Gratitude #64: Scientific Control
Tell me if this story’s familiar: You catch a fat glimpse of yourself in the mirror and decide this time you’re going to cut back down to your high school weight and keep it that way. “You’ll see!” you fire back at wary family members and the dog giving you side-eyes.
So you research for a day or two on the kinds of food, exercise, lifestyle and tools that internet experts say will get you there and then you proceed to try all of them at the same time. On Day 1 you eat 4 almonds, do cross-fit, ride your bike, track your calories and count your steps.
Fast forward 2 weeks and you’re feeling great and looking hot. But something’s gotta give, this new regime is brutal and unsustainable. So you decide to cut a few things and only do the stuff that works. But yeah, which ones work again?
You’ve fallen into the classic trap of failing to perform a controlled experiment. You tried too many things at once and now you don’t know which of the five new things are responsible for the sexy results. It’s ok, I do it all the time. Like today. I decided to try intermittent fasting as well as TABATA training 3 times a week as well as a long black coffee instead of soy flat white.
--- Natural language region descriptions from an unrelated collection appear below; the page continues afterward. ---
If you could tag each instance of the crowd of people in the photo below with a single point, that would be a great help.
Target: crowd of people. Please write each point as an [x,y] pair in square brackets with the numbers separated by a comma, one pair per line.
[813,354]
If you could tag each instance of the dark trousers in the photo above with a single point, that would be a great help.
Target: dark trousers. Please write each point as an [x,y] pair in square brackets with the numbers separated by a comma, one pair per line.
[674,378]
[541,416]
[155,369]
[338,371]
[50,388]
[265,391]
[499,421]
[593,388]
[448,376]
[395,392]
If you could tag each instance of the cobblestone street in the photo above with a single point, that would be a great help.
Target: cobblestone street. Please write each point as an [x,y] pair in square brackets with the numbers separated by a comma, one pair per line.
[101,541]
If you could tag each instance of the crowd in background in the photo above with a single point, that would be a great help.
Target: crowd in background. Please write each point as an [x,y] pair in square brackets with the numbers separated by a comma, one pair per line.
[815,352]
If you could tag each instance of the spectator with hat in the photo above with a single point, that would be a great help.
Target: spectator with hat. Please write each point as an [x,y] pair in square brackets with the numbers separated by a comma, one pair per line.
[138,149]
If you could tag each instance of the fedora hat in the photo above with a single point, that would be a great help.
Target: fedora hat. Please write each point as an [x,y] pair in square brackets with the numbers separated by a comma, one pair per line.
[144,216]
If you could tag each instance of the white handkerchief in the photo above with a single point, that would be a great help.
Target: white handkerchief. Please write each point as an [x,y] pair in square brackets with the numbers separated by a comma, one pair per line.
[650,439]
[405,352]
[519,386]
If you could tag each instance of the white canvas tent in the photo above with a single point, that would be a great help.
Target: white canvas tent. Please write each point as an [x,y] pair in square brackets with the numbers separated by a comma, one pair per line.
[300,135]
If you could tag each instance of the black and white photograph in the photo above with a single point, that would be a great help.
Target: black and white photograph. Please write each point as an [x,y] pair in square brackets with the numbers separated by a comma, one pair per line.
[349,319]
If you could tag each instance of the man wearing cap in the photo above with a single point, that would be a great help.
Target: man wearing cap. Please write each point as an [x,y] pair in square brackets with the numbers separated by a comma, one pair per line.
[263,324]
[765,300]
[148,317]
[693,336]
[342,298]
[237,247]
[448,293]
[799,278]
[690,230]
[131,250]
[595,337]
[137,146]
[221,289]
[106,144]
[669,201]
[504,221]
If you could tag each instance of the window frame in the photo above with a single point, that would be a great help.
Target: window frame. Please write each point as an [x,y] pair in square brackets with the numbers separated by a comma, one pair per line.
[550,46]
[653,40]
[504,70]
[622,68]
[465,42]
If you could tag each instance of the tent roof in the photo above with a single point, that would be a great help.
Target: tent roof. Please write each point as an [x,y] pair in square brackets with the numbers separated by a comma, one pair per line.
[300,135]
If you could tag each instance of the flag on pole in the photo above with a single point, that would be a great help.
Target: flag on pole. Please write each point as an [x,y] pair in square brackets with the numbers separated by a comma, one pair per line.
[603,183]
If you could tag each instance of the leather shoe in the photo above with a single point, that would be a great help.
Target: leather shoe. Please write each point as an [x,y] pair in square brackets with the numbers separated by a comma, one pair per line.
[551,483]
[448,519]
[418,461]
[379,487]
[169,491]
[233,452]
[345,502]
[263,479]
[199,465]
So I’m fucked basically, unless the regime’s sustainable. And most of us are grossly unqualified to make that call for about 6 months, if at all.
The right way to do things is a scientific control, which in this case involves introducing a single variable like intermittent fasting while keeping everything else as close to normal as possible. It won’t be perfect when it comes to something as complicated and relatively unknown as the human body’s reaction to the outside world, but after a while you’ll see if things are on the up or not. If not, drop the fasting and bring in TABATA training while keeping everything else normal. If that works, then you’ve got your culprit.
I know it’s hard when you’re super-motivated but this here game’s a marathon, not a sprint.